When it came to the Brisbane floods of 2011, the failure of the managers of the Wivenhoe Dam to release water earlier in the year was one factor contributing to the devastating outcome.

Obviously these examples were not Flannery’s errors but those of the Victorian government and the dam operators, but it’s not a stretch to imagine his words — the dams will never fill again — must have been ringing in their ears. Is it surprising their professional judgment was impaired?

Then we have all the predictions of rising sea levels and the impact this will have on properties close to the coast.
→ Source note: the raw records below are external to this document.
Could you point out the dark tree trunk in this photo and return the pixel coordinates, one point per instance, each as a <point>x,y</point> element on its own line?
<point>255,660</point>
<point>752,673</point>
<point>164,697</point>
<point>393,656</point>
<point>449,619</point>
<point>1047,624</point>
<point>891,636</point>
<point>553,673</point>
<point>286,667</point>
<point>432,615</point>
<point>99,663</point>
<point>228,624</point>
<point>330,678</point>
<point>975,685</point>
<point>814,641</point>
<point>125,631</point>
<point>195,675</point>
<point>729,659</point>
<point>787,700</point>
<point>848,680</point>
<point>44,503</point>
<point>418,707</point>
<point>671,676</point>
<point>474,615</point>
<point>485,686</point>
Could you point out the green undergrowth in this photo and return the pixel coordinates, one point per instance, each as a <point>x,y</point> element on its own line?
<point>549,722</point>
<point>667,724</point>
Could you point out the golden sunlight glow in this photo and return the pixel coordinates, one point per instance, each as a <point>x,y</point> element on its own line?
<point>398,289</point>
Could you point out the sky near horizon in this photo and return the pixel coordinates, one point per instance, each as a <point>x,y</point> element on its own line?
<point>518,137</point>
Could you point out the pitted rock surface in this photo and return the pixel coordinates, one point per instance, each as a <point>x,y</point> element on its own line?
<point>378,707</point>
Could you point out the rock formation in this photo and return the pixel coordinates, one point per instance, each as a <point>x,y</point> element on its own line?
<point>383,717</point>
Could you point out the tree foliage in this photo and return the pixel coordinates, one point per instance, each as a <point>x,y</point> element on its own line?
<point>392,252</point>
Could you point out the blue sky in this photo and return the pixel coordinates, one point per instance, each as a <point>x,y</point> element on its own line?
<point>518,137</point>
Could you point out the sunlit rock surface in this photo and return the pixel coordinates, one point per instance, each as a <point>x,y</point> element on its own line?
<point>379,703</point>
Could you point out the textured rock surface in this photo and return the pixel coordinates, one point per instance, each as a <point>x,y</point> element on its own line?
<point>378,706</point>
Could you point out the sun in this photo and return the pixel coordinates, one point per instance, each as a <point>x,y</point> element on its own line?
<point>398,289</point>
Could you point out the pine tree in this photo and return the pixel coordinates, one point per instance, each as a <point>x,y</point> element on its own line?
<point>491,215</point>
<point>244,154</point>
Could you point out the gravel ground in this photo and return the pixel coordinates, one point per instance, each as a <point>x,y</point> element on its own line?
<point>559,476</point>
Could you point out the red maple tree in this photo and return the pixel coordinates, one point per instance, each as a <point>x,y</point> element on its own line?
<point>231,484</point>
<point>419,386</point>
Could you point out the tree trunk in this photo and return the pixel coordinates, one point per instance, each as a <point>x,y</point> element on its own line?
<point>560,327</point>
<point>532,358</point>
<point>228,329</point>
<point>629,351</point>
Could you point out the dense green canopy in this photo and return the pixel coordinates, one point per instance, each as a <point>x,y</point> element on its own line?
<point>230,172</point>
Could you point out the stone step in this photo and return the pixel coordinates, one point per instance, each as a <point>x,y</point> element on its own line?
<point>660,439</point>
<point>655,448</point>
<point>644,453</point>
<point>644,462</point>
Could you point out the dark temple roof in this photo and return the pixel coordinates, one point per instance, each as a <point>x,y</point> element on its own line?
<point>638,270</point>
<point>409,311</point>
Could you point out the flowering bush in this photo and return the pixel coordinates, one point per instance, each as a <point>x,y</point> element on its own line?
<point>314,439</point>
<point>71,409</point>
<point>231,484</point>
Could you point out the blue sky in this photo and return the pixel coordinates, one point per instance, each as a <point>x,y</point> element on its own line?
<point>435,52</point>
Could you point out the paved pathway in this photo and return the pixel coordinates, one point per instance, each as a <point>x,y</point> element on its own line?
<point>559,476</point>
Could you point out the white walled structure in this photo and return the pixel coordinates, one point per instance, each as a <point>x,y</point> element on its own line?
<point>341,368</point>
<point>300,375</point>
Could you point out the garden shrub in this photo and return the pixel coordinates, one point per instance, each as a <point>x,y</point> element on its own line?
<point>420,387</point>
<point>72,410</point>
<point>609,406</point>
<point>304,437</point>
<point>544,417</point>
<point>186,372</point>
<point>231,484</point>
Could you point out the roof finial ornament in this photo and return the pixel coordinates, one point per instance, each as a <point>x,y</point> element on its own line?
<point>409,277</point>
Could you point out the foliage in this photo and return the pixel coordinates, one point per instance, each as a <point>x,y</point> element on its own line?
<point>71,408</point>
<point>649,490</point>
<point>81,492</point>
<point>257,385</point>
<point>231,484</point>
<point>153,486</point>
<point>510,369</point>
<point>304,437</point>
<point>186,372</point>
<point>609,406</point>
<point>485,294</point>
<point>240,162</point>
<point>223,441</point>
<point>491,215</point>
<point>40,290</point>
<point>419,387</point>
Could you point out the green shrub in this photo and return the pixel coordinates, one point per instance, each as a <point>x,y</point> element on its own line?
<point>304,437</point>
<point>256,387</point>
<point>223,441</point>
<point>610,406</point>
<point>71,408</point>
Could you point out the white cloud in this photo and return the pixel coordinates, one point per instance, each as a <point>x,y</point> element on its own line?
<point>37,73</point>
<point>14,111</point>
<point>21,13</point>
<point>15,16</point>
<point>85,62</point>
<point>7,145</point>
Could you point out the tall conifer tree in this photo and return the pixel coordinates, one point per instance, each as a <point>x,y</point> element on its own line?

This is notwithstanding that some of the strongest climate change advocates are more than happy to live in expensive waterfront houses.

Local officials have taken up this cause with gusto, egged on by some Green-left council members. Restrictions have been placed on developments and values of properties have been reduced in some cases. Rarely is any distinction made between localised erosion and the presumed impact of climate change.

In Victoria, local governments have been instructed to take into account a rise of 0.8m in sea levels by 2100 when considering planning applications. It is being proposed that this number be raised to 1.1m. But one council in western Victoria has got ahead of the game. The Moyne Shire uses a sea level rise of 1.2m by 2100 in its coastal strategy.

That a country such as The Netherlands is able to survive and thrive with land below sea level and the possibility of various engineering solutions are rarely taken into account.

Of course, local government actions go well beyond restricting developments because of presumed rising sea levels. In the Melbourne CBD, with its ostensibly pro-business mayor, the city is completely hostile to cars, with bike lanes turning once wide twolane roads into choked, singlelane thoroughfares.

The insurance companies also have got into the climate change game by warning us all of the potential damage caused by extreme weather events and the need to raise premiums to cover this eventuality.

This linking just might be a convenient excuse to put up prices and become more profitable given that extreme weather events, worldwide, have not become more common. Indeed, there is evidence that the incidence of cyclones, for instance, has declined in many parts of the world.

A careful reading of the Intergovernmental Panel on Climate Change reports points to only low to medium confidence in the future path of extreme weather events. But promoters and followers of the climate change cause tend not to worry about details: they probably don’t even bother to read the dense and lengthy periodic reports put out by the IPCC.

(Here’s a warning: it’s not enough to read the executive summaries of the reports; the hands of other authors, possibly not trained in science, are easy to detect.)

There’s also the recycling religion. Apart from a small number of products — aluminium cans and possibly lithium car batteries

— the most efficient and environmentally sensitive means of dealing with rubbish is to use wellmanaged landfills.

But that doesn’t meet the requirements of the climate change urgers, including the CSIRO. (Check out its recent abysmal report on the circular economy, a current trendy term.)

For some media outlets, doomsaying climate prophecies no doubt attract readers, particularly if it is linked with the evils of capitalism. Indeed, a few hot days are now regularly reported on as if they are newsworthy. That’s what summer throws up.

The more fundamental problem is that too many ill-advised government decisions are made on the basis of dubious projections while ignoring the scope for offsetting actions and adaptation. Mind you, there has never been a better time for unelected, activist bureaucrats.